On an FOB Asia basis, Group I SN150 moved down by $10/t to $720-760/t, but the SN500 was stable at $910-930/t. Bright stock prices edged down by $10/t to $1,050-1,090/t, FOB Asia on lower transaction levels.
The Group II 150N was assessed lower by $20/t at $750-790/t FOB Asia, but the 500N was steady at $910-950/t FOB Asia.
In the Group III segment, 4 cSt, 6 cSt and 8 cSt prices were unchanged due to the lack of transactions, but prices were exposed to downward pressure on growing supplies in different regions. The 4 cSt grade was holding at $1,140-1,180/t, and the 6 cSt was assessed at $1,150-1,190/t. The 8 cSt cut was unchanged at $1,030-1,070/t.
Buyers and sellers continued to keep an eye on crude oil prices given the recent sharp swings they have experienced. After falling to multi-month lows earlier this month, futures bounced back last week on worries about a wider Middle East conflict, following Israeli attacks on Iranian targets. Futures fell on Monday as China economic data fueled concerns about lower demand from the world’s top oil importer, while there were expectations that the U.S. Federal Reserve would cut interest rates in September.
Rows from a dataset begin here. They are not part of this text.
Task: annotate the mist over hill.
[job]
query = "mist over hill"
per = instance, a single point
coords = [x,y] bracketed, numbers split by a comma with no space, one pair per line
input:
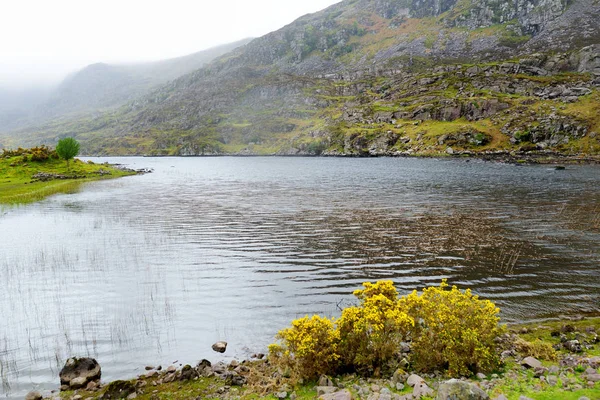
[97,87]
[375,77]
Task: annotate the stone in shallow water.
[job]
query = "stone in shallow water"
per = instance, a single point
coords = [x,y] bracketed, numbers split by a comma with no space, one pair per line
[86,368]
[220,347]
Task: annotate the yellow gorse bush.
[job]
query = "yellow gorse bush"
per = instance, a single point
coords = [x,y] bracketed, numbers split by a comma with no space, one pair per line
[449,329]
[372,332]
[456,330]
[310,347]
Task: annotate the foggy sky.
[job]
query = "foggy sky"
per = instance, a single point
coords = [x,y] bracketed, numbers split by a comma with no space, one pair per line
[43,40]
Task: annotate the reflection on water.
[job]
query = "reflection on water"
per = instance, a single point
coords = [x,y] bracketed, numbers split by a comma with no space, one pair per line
[152,269]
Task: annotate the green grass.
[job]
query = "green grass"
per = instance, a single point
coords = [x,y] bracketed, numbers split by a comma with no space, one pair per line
[18,187]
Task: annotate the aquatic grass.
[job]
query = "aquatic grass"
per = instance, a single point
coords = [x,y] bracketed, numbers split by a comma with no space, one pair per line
[17,185]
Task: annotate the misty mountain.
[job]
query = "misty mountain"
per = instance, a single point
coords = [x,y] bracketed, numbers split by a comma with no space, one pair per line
[98,87]
[379,77]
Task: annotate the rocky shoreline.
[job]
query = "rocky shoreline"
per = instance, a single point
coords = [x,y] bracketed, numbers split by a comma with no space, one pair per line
[571,372]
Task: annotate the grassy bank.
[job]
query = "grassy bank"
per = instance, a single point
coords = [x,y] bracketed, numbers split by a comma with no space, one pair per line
[23,180]
[564,374]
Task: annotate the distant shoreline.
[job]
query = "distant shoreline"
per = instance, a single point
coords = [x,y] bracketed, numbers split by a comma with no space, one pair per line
[498,156]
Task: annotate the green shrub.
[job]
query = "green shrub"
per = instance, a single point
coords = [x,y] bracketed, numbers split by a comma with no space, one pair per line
[537,349]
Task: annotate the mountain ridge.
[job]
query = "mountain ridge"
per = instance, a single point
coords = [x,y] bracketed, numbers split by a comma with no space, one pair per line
[320,84]
[102,86]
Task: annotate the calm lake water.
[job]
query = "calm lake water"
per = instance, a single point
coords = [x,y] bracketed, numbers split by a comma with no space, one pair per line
[155,268]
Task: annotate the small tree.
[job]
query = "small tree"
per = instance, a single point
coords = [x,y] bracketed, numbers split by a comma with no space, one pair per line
[67,149]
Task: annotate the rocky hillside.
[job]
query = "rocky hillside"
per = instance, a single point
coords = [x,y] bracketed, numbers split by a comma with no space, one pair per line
[370,77]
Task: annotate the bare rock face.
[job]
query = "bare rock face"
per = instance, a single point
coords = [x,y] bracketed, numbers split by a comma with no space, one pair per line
[79,372]
[34,396]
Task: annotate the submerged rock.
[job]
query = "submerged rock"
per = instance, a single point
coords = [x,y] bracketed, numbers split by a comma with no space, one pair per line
[119,390]
[220,347]
[78,372]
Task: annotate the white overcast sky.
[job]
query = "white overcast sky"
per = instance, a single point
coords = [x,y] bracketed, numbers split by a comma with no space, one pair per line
[43,40]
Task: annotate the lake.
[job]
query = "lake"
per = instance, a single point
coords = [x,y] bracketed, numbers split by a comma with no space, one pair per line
[153,269]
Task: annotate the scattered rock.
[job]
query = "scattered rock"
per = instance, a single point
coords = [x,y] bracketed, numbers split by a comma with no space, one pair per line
[455,389]
[187,373]
[341,395]
[171,369]
[78,383]
[573,346]
[530,362]
[422,390]
[321,390]
[414,380]
[324,380]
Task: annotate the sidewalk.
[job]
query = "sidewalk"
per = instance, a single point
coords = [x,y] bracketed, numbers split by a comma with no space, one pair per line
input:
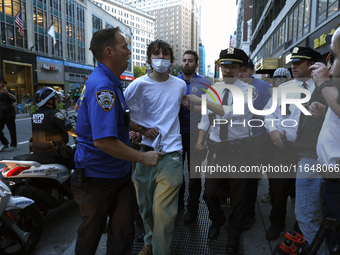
[191,239]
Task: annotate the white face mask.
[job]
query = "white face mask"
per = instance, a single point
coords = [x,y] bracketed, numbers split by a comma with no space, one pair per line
[161,65]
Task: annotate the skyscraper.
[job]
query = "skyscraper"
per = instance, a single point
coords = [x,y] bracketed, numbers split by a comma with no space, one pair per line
[177,22]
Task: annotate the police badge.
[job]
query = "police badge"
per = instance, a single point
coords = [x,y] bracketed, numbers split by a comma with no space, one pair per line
[59,115]
[106,99]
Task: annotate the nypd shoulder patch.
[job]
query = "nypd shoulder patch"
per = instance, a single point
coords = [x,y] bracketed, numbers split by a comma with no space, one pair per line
[59,115]
[255,93]
[106,99]
[270,90]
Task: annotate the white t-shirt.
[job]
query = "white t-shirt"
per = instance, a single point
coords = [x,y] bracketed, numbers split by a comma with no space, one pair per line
[328,146]
[155,104]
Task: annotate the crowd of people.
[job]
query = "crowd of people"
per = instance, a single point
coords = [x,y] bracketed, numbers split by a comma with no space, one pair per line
[170,125]
[168,122]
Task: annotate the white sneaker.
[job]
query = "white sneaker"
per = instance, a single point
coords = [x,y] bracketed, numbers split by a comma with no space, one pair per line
[3,147]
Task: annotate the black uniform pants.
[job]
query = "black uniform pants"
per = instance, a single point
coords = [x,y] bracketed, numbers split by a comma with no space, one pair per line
[280,187]
[10,123]
[99,199]
[213,186]
[194,158]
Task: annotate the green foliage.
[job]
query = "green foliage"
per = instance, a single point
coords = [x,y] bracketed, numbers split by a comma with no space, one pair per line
[175,70]
[139,71]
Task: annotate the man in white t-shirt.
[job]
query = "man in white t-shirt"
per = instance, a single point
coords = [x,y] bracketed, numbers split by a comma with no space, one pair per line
[154,102]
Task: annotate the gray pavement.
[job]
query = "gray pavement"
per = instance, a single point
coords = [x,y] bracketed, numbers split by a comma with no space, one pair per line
[192,239]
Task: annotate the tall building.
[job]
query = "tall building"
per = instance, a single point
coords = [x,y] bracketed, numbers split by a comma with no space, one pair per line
[244,25]
[279,26]
[31,58]
[141,23]
[177,22]
[201,63]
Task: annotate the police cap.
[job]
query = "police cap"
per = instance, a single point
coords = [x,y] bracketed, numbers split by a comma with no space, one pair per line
[304,53]
[232,56]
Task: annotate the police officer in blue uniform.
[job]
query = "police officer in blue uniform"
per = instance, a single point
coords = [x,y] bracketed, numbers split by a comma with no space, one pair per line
[102,185]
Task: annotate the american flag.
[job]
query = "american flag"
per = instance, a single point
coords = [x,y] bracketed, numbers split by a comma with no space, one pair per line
[18,21]
[232,41]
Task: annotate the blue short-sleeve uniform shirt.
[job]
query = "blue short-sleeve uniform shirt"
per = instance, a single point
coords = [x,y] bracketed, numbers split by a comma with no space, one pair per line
[101,115]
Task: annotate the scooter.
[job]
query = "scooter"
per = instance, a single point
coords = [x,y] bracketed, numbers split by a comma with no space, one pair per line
[20,223]
[43,178]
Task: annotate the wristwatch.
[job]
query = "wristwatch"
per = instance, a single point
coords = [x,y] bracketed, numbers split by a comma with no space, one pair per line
[326,84]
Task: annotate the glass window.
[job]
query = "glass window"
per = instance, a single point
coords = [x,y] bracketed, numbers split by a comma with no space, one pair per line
[326,8]
[8,7]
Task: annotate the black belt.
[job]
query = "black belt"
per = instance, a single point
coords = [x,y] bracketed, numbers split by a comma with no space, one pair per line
[146,148]
[231,142]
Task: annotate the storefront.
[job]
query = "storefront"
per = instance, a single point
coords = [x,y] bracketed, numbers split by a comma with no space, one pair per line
[50,72]
[17,68]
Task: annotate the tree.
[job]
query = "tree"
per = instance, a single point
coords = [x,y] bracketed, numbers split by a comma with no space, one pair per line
[139,71]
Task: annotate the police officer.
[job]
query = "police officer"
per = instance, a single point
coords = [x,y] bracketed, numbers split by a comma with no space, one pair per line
[50,128]
[283,133]
[260,140]
[227,145]
[102,186]
[189,118]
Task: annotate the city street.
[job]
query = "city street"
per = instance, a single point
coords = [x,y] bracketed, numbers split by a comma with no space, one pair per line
[60,224]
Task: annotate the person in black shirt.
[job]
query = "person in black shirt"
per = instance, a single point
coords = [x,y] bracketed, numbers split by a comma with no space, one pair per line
[50,128]
[7,116]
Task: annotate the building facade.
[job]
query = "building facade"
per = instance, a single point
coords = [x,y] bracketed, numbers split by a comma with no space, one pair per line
[142,25]
[280,25]
[177,22]
[36,59]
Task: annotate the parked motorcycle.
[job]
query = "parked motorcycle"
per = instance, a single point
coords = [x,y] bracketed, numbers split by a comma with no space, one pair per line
[20,223]
[41,177]
[45,179]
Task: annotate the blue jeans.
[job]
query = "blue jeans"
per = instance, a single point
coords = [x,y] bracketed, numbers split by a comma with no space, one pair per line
[308,201]
[331,198]
[157,191]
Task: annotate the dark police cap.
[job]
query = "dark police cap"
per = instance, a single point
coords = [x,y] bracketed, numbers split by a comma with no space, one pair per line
[232,56]
[3,79]
[250,64]
[304,53]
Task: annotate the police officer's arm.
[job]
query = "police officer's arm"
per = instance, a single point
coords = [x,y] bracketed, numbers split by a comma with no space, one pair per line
[72,132]
[114,147]
[148,132]
[218,109]
[320,75]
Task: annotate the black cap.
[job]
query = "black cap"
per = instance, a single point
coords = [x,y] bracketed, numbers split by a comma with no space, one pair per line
[304,53]
[232,56]
[250,64]
[3,79]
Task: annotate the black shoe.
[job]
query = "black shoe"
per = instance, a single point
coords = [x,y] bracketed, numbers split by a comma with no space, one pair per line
[233,245]
[274,231]
[214,230]
[190,217]
[139,232]
[248,222]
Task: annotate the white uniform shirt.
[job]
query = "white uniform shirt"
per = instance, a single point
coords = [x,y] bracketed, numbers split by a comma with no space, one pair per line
[156,105]
[236,131]
[328,146]
[277,121]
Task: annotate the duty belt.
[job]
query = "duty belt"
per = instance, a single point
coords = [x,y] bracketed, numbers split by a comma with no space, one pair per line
[231,146]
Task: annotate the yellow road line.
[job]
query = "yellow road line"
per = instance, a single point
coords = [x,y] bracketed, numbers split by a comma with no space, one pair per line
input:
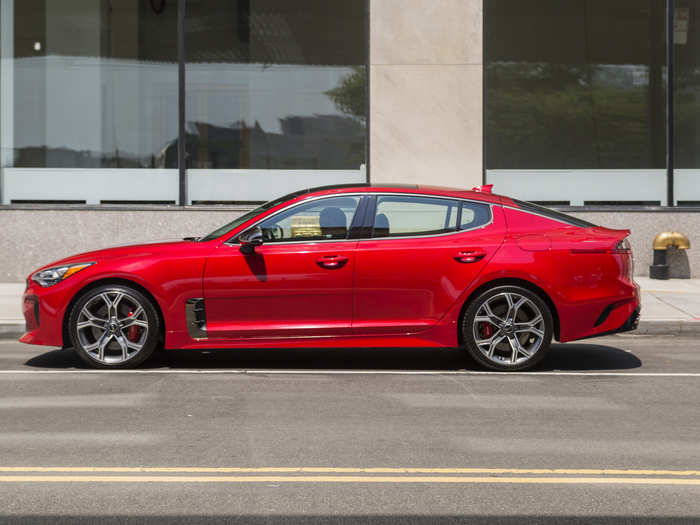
[352,479]
[354,470]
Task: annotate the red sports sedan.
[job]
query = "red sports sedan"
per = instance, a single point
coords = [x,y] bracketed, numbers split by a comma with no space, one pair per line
[348,266]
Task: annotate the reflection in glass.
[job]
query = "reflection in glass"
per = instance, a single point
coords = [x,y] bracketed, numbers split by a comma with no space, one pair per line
[687,102]
[274,84]
[575,84]
[95,83]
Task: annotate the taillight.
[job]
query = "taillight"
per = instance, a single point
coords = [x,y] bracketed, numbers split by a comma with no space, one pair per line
[623,246]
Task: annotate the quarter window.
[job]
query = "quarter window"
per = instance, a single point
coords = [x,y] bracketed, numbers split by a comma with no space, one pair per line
[319,220]
[474,214]
[398,216]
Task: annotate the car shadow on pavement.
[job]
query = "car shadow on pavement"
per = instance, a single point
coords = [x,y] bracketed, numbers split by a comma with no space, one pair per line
[564,357]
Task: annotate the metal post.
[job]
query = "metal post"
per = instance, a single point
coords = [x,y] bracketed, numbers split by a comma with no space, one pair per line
[181,145]
[670,121]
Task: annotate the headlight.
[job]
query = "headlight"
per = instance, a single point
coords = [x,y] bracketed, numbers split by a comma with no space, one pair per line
[52,276]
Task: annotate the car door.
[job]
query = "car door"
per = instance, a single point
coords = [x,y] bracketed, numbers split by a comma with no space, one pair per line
[298,283]
[422,254]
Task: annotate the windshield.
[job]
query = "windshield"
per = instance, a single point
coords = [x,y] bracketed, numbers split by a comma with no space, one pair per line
[251,214]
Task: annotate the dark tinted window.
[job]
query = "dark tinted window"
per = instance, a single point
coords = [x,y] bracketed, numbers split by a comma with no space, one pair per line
[551,214]
[575,84]
[474,214]
[318,220]
[275,84]
[398,216]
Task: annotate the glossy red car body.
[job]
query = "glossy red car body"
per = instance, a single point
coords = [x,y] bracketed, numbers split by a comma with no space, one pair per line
[390,292]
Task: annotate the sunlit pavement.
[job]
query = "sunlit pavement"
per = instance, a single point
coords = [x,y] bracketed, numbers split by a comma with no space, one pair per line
[603,430]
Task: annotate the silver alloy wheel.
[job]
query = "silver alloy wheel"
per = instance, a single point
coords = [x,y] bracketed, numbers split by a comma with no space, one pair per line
[112,327]
[508,328]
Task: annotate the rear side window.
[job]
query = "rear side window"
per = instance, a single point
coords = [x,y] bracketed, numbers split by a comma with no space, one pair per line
[551,214]
[318,220]
[399,216]
[474,215]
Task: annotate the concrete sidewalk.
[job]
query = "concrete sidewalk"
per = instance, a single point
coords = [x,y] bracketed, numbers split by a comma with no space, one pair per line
[668,307]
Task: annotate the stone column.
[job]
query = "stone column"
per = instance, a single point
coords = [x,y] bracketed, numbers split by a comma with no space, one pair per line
[426,92]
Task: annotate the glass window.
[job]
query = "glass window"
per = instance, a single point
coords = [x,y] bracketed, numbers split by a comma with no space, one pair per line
[575,100]
[88,87]
[398,216]
[474,214]
[274,84]
[319,220]
[95,83]
[687,102]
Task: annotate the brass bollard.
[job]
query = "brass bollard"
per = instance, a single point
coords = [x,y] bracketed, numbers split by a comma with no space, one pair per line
[662,242]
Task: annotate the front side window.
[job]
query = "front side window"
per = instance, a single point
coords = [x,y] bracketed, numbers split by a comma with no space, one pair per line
[399,216]
[474,215]
[319,220]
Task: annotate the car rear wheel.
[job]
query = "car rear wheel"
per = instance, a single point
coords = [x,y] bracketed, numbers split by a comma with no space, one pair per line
[507,328]
[114,326]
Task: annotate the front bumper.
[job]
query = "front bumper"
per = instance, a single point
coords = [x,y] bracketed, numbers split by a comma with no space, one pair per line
[43,310]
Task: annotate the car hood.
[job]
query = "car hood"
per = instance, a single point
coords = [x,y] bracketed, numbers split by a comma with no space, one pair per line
[123,251]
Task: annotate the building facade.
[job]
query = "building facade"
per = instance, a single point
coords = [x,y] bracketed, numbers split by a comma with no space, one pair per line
[132,120]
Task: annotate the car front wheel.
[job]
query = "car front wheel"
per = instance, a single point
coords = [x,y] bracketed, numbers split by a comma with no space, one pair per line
[114,326]
[507,328]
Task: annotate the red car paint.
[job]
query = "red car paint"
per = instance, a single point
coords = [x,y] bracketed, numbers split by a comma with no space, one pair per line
[363,292]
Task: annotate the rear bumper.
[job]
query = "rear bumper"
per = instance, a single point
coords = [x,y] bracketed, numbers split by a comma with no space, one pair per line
[619,312]
[630,324]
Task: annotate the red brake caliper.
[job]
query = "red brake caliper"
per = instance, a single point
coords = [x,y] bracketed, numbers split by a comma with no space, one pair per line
[486,330]
[133,332]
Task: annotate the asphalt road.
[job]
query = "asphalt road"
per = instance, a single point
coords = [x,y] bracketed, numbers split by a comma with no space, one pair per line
[605,431]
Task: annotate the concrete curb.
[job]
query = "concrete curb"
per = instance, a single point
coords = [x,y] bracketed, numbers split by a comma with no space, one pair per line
[9,330]
[13,330]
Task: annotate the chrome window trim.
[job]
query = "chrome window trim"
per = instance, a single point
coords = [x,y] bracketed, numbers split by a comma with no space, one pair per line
[230,242]
[540,215]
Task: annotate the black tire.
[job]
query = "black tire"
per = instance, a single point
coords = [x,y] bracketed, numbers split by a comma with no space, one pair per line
[85,337]
[489,331]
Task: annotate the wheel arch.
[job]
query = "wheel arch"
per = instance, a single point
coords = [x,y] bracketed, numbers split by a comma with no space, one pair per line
[107,281]
[512,281]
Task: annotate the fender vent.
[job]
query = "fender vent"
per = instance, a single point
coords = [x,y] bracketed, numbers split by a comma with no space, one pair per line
[196,316]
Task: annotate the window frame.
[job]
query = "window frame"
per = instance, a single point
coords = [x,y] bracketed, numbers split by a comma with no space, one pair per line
[355,222]
[372,207]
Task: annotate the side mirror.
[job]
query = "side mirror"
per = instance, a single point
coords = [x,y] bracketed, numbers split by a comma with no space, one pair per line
[250,239]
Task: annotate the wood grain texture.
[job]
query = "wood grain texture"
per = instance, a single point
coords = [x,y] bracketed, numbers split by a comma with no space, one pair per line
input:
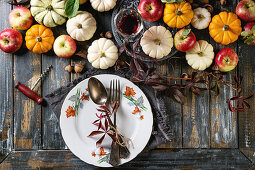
[173,108]
[196,132]
[27,114]
[247,119]
[6,92]
[223,122]
[182,159]
[51,134]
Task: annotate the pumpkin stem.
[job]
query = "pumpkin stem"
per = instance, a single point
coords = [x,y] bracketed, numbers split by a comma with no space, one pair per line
[49,8]
[102,54]
[178,12]
[225,28]
[79,26]
[157,41]
[201,54]
[38,39]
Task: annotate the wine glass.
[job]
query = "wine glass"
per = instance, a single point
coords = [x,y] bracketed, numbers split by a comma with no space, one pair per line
[129,24]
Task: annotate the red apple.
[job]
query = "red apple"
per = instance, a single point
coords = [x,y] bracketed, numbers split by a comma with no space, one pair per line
[246,10]
[151,10]
[64,46]
[20,18]
[184,40]
[10,40]
[226,59]
[249,33]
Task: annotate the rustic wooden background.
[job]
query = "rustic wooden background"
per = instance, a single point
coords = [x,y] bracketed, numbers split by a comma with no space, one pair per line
[206,133]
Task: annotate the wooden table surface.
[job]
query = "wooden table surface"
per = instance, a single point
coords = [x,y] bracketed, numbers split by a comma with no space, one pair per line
[206,133]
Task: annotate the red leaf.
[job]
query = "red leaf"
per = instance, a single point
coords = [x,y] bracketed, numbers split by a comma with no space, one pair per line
[99,125]
[106,124]
[99,142]
[105,108]
[95,133]
[112,136]
[248,97]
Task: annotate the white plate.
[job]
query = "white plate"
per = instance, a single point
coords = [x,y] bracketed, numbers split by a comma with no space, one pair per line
[75,129]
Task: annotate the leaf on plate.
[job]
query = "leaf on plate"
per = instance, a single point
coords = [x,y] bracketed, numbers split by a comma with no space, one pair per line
[73,98]
[95,133]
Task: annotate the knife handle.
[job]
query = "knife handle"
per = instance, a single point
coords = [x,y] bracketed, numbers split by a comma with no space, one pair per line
[29,93]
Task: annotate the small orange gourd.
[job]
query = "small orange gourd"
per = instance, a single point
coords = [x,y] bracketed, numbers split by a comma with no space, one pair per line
[178,15]
[225,28]
[39,39]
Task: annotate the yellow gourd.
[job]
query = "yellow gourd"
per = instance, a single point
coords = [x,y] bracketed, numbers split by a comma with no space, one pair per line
[225,28]
[178,15]
[39,39]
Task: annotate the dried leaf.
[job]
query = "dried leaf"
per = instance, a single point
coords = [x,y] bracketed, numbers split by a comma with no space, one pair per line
[95,133]
[99,142]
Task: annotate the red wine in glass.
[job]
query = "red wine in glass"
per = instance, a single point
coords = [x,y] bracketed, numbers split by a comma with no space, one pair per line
[129,24]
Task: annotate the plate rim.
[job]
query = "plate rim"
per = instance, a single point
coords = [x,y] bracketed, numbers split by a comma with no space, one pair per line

Brent futures slipped to below $80 per barrel on Monday. On Aug. 19, Brent October 2024 crude futures were trading at $79.43/bbl on the London-based ICE Futures Europe exchange, from $80.23/bbl on August 12.
Dubai front month crude oil (Platts) financial futures for September 2024 settled at $78.19/bbl on the CME on Aug. 16, compared to $77.59/bbl on August 9.
Gabriela Wheeler can be reached directly at gabriela@LubesnGreases.com.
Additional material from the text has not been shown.